In December 2014, the President signed the Achieving a Better Life Experience (ABLE) Act. The purpose of the legislation is to assist families in saving private funds for disability-related expenses to supplement (not replace) private insurance, Medicaid, SSI or other sources. Of course, there are restrictions.
The account may not exceed $100,000 for purposes of SSI (the consequence is that SSI payments are suspended, not terminated, until the account is below $100,000) and the account cannot exceed the limitations placed on qualified tuition plans (529 accounts). The annual contribution from all sources cannot exceed the annual gift tax exclusion amount, currently $14,000, and must be in cash. Contributions are not tax deductible but accumulate tax-deferred. Withdrawals are taxed to the beneficiary but only to the extent they exceed qualified disability expenses. The disability must have occurred before age 26.
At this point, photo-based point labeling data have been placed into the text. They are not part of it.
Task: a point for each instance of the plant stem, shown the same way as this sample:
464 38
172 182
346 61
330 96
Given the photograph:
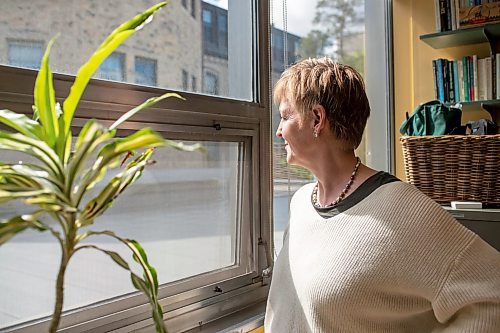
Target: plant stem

Accounts are deemed owned by the beneficiary. Therefore, on the death of the beneficiary any amounts remaining after payment of outstanding disability-related expenses can be claimed by the state to reimburse for the amount of medical assistance provided after establishment of the ABLE account. This is a major difference from special needs trusts. On the death of the beneficiary of a special needs trust any remaining funds pass in accordance with the trust instrument. On the other side, there is no income tax benefit for special needs trusts. In addition to the federal income tax benefit of ABLE accounts, states may permit state tax benefits as well (Massachusetts has already done so).
There is much more detail to be worked out, but ABLE does seem to offer an alternative to special needs trusts in appropriate circumstances.